Nothing breeds confidence like recent success, and there’s no shortage of confident investors these days.
Two months ago on Jan.19, the S&P 500 hit an all-time high for the first time in two years. In the trading days since then, the benchmark has set new highs in nearly half of them.
Equities remain hot, momentum remains positive, and as a result, there’s a strong chance your portfolio is now meaningfully overweight stocks.
If you’re wondering, “Should I rebalance?” the answer is probably, “Yes.”
Most investors are familiar with the benefits of rebalancing but less disciplined when it comes to doing it. If you (or your adviser) have done the work to determine 80% equities, 15% bonds and 5% cash is your most appropriate allocation, then “letting things ride” when stocks grow to 88% would therefore be inappropriate.
Rebalancing effectively forces investors to buy low and sell high (who doesn’t want that?), but egos and emotions tend to get in the way of smart decisions. Case in point: If equities become a larger slice of your financial pie because stocks have rallied, it’s natural to feel like the uptrend will continue. When the opposite occurs, and stocks fall significantly, most people feel vulnerable and prefer to avoid increasing risk.

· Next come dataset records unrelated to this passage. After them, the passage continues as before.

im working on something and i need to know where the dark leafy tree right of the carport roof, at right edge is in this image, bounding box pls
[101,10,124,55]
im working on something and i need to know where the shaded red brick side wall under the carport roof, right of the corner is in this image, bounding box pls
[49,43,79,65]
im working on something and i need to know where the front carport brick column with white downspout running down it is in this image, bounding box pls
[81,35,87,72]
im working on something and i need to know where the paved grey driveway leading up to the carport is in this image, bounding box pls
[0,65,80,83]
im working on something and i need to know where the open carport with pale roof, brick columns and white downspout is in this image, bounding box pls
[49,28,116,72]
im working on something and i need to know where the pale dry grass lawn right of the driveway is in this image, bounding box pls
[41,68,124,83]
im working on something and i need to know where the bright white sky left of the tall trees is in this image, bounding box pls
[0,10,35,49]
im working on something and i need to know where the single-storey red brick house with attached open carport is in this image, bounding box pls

In both situations, it’s easy to convince yourself not to rebalance. Our advice: Don’t fall for that emotional cop-out. As long as your target allocation is sound, there is rarely a bad time to rebalance.

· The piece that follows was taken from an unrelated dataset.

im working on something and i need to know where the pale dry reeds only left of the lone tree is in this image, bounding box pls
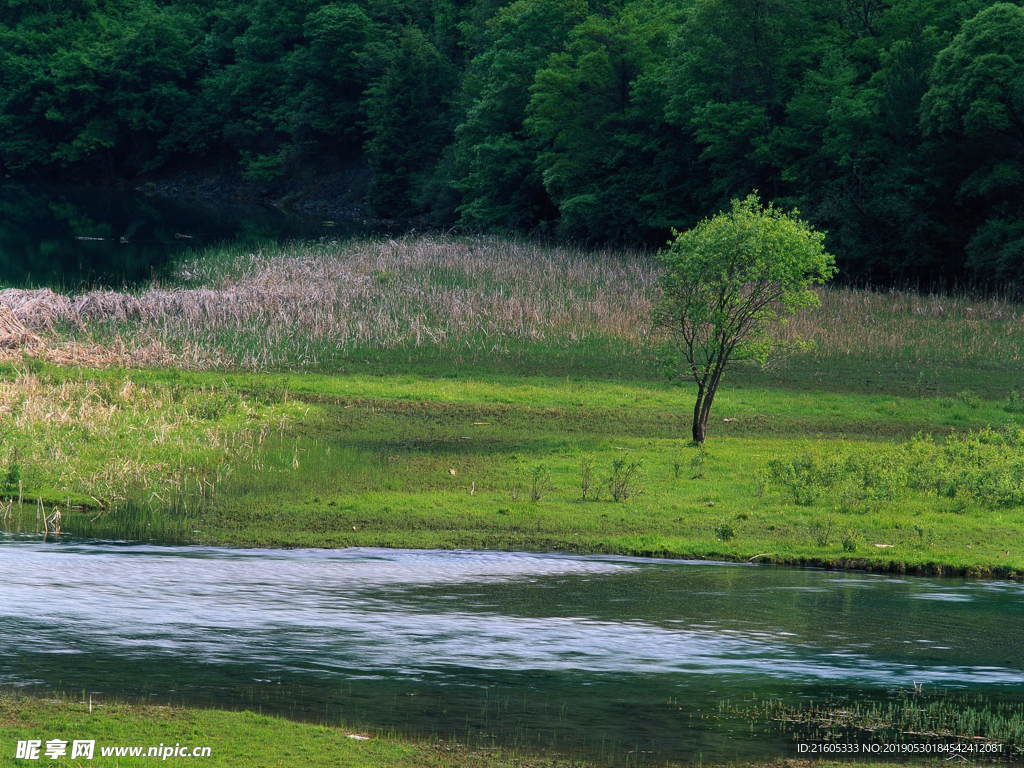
[0,238,656,370]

There is, however, more than one path to accomplish this. If you are subject to Required Minimum Distributions (RMD) from your retirement accounts, go ahead and satisfy those sooner rather than later. You’ll need to transfer the assets to a different account by year-end anyway, so why not sell stocks while the S&P is near all-time highs? If you owe state or federal taxes following your 2023 tax filing, you can use your IRA withdrawal toward that purpose.